Si la restauration est souvent vue comme un domaine d’emploi à court terme ou relié à la vie nocturne, le Cafécoquetel souhaite ainsi offrir une avenue différente à ses employés. «Il y a peut-être une frange des gens qui font de la restauration, qui est peut-être moins représentée. Et il y a des gens qui veulent avoir des familles. Pour vouloir avoir des familles ou pour vouloir faire de la restauration à long terme, il faut peut-être pouvoir envisager qu'il y a des conditions qui sont liées à ça», croit Mme Tancrède.
De son côté, la boutique Bouche Bée a décidé de fermer deux à trois semaines en janvier afin d’avoir un objectif commun de repos. Toujours fermé le lundi, le dimanche devient également une journée de fermeture en fonction des saisons.
«Au début, sur la rue, j'ai remarqué que j'étais la seule à proposer ça et à faire ça sans trop me poser de questions», raconte en riant la propriétaire, Marie Letard.
Marie Letard, propriétaire boutique Bouche Bée
«La méthode peut paraître un peu différente de penser au bien-être, à la santé de l'équipe, à la santé mentale et au confort de travail plutôt que “chiffres”, “rentabilité”, “croissance”, etc. Mais c'est aussi comme ça qu'est née mon entreprise. En fait, moi, j'ai créé mon entreprise, pas pour faire de l'argent, mais pour me créer un emploi que j'aimais et qui était compatible avec ce que j'avais envie d'avoir comme mode de vie», explique-t-elle.

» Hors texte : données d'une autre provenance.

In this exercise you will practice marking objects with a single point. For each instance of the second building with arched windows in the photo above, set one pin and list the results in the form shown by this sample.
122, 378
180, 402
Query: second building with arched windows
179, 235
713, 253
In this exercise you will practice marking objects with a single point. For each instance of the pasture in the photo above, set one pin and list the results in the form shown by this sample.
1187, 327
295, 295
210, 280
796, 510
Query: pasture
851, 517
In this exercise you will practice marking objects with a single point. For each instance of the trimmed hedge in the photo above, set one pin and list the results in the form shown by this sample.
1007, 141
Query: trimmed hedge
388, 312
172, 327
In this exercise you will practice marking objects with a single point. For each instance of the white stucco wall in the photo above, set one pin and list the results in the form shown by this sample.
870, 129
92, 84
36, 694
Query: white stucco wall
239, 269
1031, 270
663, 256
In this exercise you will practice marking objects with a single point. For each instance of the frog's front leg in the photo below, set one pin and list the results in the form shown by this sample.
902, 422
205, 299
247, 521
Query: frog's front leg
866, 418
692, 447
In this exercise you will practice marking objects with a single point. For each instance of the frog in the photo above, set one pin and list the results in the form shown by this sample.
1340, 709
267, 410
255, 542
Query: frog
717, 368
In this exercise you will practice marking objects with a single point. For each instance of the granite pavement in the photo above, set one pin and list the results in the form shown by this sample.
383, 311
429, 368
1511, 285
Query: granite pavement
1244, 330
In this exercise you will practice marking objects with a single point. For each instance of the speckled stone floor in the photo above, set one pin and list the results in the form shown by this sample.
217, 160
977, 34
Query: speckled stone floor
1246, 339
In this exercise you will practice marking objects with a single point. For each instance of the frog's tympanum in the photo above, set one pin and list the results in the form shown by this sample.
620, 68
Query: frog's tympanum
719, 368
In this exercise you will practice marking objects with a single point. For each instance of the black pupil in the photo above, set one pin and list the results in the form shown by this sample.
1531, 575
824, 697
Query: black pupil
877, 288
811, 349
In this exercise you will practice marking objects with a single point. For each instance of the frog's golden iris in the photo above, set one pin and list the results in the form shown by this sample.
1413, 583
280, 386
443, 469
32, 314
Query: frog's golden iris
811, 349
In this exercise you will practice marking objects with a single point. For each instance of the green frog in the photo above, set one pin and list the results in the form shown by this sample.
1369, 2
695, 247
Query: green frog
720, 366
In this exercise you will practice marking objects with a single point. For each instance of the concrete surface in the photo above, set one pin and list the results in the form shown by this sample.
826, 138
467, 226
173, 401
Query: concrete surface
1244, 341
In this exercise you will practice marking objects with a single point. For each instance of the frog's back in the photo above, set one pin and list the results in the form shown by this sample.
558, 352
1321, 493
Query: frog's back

Bien qu’elle se sente parfois à contre-courant en proposant une façon différente de gérer son équipe, Mme Letard considère que la méthode a toujours été gagnante.
Sans surprise, plusieurs avantages seraient associés à ces fermetures. «Le fait de fermer les affaires durant une période, ça soulage le sentiment de responsabilité qu'on a envers son employeur. Quand tout le monde revient, on est au même niveau, tout le monde est égal, on met la balle au milieu, puis on recommence à jouer», explique Estelle Morin.
Marie Letard a également noté «de gros avantages» notamment sur l'énergie de l'équipe. «C'est motivant et c'est rassurant aussi de savoir que la personne qui est à la tête de l'entreprise a conscience que c'est nécessaire», assure-t-elle.
Même son de cloche du côté du Cafécoquetel, qui considère que son équipe partage un sentiment de famille. «Ça fait en sorte qu'on a plus de temps pour poser des questions de qui veut quoi et de ce qui est vraiment viable ou non», ajoute Mme Tancrède.